Recently legal scholars, drawing from discussions in the economics literature, have applied more rigorous analysis to various policy tools not typically examined in the legal literature. In the field of patent law, several articles have explored the interaction between patents, prizes, and grants.
Oddly, none have explored in any detail the tax deductions and tax credits undertaken for R & D. Hemel and Ouellette make an impressive contribution by considering from a rigorous legal perspective this important—and otherwise overlooked—driver of innovation. This lacuna in the literature is even more shocking because, as the authors point out, the U.S. government spends tens of billions of dollars each year merely in R & D tax credits, plus surely tens of billions more in general deductions for R & D expenditures.
What is most valuable about Hemel and Ouellette’s paper is their “compare-and-contrast” analysis of the four main policy tools—patents, prizes, grants, and tax credits—used to promote innovation. Importantly, and in contrast with some recent works on prizes by others in the field, they properly recognize that there is generally “no free lunch” in the innovation game. As such, all of the policy alternatives tend to be costly.

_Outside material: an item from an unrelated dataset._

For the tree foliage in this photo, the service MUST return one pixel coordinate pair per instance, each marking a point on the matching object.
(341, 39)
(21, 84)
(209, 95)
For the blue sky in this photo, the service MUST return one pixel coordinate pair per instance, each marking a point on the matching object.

My favorite example of theirs on this score regards an innovative drug for baldness. With some basic assumptions, they show that the number of potential consumers priced out from purchasing the drug is exactly the same under a patent and prize regime, as long as the specific users are taxed in order to pay for the prize. One can extend this example. Even if the prize amount is generated from taxpayers as a whole, this leads to a mandatory insurance system of sorts for innovation. The marginal additional tax paid by each person represents the premium charged for the right to purchase a “needed” innovation of interest at marginal cost. Of course, such a regime—as well as one premised on grants, tax credits, or patents—all lead to similar “deadweight losses,” at least from the ideal perspective in which innovation appears out of thin air.
Importantly, Hemel and Ouellette also contrast these policy tools, engaging in a sophisticated analysis of ex ante vs. ex post trade-offs, cross-subsidization, racing, coordination, risk, and administrative costs. Of course, this sort of discussion could occupy several lengthy books, and one cannot fault the authors for not considering every nook and cranny of these important topics. Instead, they have displayed in consummate fashion how such analysis should and could occur on a more detailed level.
On a broader level, Hemel and Ouellette’s analysis shows that legal scholarship—and to some degree, legal pedagogy—ought not to solely concern itself with a narrow set of legal doctrines as the means to policy ends. Rather, it should strive to consider a range of legal and non-legal options that are related by achieving a common goal—for instance, innovation.
In other words, merely considering one’s own realm of expertise—at least in a broad, policy-driven article—will tend to be myopic, resulting in an incomplete analysis. Of course, such a view implies that co-authoring (e.g., one expert in patent law, another in antitrust, another in tax, another in economics, etc.) will often be essential. Writing in larger and larger groups will certainly be a tough transition, individually and institutionally. Nonetheless, the sciences learned this valuable lesson many years ago. As Hemel and Ouellette have shown us, now it’s our turn.